The strange power of moss for redeeming prisoners
08 October 2008 | News story
The connection between moss and the rehabilitation of prisoners may not be obvious, but it is the starting point for an innovative conservation outreach project in Washington State, USA.
“In the old growth forests of the Pacific North West where I live, moss is being harvested for horticulture - it is being stripped without replanting,” says Nalini Nadkarni, Faculty Member in the Evergreen State College. “Until recently we didn’t know that it takes decades to grow back.”
She hit on the idea of asking prisoners at the Washington State Penitenciary to help her figure out how to grow moss in artificial conditions. “Firstly because they do have the time and space but also because this means they would have contact with living plants. I think one of the worst aspects of incarcaration must be the lack of contact with nature,” says Dr Nadkarni.
The prisoners took to the idea with enthusiasm. With a little support, they designed the experiments and took the data and one inmate even co-authored an article later published in a scientific journal. Prison staff and managment were also receptive to the project which soon mushroomed into a series of other activities including organic gardening, biodiesel, recycling, bee-keeping and composting.

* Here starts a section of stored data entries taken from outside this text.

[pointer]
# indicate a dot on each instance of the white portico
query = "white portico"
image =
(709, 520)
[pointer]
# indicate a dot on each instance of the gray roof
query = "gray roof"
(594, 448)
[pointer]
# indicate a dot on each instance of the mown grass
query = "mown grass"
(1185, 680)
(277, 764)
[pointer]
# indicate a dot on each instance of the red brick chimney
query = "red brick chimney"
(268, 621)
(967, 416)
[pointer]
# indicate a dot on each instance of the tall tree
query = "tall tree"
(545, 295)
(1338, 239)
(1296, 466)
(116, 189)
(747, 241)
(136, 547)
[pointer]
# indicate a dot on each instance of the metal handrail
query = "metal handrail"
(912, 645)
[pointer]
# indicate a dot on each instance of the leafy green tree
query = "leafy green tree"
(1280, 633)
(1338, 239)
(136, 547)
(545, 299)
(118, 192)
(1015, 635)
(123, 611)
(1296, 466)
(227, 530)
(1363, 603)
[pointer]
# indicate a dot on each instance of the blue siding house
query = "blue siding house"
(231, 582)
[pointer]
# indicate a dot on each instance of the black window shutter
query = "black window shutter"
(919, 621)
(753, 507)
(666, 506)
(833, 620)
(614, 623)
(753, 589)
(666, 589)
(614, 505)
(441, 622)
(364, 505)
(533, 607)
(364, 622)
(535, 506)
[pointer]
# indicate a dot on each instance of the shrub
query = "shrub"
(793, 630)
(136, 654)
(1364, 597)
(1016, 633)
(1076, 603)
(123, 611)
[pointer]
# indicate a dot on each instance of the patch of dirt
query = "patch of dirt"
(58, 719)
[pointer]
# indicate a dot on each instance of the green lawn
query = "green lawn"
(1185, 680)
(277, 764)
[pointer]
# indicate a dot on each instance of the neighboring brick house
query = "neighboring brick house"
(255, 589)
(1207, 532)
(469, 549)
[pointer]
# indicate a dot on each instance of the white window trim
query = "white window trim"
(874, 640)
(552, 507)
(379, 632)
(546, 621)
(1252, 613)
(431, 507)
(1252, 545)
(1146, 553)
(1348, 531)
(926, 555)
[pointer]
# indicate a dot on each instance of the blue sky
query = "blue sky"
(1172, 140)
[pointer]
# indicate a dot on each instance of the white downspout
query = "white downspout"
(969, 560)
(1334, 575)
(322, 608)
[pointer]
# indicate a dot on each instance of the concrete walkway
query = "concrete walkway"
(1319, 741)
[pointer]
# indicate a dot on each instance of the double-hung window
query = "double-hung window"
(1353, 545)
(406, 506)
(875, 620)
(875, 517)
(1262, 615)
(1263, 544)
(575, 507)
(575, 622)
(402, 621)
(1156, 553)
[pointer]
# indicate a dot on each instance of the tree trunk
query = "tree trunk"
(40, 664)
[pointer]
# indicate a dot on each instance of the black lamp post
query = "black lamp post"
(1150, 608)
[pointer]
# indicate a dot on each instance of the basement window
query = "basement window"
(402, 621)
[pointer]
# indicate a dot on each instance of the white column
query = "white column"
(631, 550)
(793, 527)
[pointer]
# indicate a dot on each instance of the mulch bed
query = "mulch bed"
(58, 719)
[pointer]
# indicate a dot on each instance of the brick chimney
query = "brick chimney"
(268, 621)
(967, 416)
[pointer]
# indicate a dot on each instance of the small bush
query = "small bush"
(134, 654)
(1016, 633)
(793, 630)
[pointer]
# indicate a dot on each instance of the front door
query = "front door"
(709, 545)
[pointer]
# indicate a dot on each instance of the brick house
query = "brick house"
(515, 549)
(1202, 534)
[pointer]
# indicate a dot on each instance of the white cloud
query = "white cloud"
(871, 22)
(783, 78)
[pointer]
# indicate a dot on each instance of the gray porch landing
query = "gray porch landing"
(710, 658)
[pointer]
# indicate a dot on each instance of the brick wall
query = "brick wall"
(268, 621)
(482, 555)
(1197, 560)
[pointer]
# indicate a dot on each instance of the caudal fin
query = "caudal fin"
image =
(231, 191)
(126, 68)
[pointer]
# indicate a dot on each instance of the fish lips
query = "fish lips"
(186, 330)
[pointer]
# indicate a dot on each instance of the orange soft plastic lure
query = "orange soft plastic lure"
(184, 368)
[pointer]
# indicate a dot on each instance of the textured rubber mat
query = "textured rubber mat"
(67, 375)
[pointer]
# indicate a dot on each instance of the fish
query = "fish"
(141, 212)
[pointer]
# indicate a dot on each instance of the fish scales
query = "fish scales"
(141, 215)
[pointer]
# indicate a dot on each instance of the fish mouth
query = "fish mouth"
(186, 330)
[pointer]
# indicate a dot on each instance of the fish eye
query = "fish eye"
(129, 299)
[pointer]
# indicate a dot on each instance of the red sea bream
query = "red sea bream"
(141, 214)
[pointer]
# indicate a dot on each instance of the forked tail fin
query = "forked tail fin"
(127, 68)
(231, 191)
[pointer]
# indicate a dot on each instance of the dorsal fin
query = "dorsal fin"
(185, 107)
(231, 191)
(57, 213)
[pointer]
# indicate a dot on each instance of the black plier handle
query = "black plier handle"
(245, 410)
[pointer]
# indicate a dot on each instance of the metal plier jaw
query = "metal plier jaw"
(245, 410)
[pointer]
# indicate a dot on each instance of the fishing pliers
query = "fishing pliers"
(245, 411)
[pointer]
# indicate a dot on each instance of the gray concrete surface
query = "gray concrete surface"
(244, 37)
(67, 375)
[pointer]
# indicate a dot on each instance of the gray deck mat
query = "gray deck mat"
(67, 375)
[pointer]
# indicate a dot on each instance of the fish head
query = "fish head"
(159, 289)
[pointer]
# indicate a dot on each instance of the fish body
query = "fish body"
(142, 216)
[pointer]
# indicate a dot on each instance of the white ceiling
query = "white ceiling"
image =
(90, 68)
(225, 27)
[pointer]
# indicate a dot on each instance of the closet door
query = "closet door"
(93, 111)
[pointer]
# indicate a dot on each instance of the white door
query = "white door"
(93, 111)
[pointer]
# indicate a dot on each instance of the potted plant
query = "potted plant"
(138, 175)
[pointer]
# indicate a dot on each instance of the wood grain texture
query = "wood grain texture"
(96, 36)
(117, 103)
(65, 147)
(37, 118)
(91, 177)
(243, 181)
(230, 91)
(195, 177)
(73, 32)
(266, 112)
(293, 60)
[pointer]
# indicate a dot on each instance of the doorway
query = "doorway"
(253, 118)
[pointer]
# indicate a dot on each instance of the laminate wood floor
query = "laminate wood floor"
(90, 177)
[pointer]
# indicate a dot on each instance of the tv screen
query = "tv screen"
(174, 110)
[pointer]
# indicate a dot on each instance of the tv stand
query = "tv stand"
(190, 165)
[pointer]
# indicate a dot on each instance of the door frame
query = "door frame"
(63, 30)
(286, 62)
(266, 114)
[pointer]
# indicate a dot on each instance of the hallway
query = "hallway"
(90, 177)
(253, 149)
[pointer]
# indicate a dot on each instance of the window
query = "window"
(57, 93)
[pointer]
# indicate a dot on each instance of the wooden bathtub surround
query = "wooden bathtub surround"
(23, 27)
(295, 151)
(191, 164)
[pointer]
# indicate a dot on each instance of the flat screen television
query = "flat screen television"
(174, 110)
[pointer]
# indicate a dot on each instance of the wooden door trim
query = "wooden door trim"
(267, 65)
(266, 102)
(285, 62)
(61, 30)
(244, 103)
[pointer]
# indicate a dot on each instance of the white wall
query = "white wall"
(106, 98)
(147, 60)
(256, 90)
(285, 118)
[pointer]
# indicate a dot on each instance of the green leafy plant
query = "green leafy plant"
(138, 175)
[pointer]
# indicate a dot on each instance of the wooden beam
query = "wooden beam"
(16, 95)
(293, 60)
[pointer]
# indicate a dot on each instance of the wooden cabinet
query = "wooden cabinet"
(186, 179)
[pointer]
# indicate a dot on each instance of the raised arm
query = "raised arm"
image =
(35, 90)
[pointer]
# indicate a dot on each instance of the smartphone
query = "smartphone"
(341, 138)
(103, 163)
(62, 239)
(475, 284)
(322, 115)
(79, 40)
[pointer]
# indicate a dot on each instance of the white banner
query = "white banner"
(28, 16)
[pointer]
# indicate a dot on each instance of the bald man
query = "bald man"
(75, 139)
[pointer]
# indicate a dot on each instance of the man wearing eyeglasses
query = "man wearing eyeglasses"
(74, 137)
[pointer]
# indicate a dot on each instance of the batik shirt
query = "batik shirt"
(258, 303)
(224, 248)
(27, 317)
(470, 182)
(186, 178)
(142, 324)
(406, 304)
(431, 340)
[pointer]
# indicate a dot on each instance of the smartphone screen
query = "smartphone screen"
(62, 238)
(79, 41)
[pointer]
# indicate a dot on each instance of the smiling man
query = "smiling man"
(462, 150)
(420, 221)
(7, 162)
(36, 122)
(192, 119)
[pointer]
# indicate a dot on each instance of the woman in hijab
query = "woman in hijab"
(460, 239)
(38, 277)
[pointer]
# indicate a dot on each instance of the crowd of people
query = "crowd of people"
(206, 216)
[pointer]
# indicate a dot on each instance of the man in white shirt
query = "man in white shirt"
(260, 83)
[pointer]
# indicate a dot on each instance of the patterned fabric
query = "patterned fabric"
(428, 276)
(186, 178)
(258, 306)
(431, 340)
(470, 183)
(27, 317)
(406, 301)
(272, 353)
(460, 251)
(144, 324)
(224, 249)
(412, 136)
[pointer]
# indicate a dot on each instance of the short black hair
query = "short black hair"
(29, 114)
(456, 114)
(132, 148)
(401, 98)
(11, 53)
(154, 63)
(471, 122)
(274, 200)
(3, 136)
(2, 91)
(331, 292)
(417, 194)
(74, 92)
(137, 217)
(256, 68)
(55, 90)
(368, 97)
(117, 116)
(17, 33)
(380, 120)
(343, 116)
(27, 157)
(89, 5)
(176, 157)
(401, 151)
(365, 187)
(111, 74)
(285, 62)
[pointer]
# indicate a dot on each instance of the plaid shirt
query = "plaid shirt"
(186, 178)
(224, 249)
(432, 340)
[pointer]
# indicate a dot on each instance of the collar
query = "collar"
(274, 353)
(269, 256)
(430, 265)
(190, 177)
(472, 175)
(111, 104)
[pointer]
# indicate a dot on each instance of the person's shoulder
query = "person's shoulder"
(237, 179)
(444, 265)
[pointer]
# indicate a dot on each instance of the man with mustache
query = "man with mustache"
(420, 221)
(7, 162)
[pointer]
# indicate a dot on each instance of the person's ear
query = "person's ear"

“The sense of sustainability spread throughout the prision,” says Dr Nadkarni, “every one of those topics has now been incorporated into how the prison operates.”
She has also noticed a big change in the prisoners. Their usual topics of conversation – focusing on how long their sentences are or who put them inside – have changed to include when the vegetables can be harvested or which of the chillis they are growing will be the hottest. “I think this is one of the most redemptive things we can do for our prison population,” says Dr Kadkarni.
The fact that this message about this very green form of prison reform is getting through to Washington State’s Corrections Department is clear from the $US300,000 grant they recently awarded to keep up the good work. “Our state has a 40 percent re-offender rate so the authorities obviously think we can do something about this,” says Nalini Nadkarni.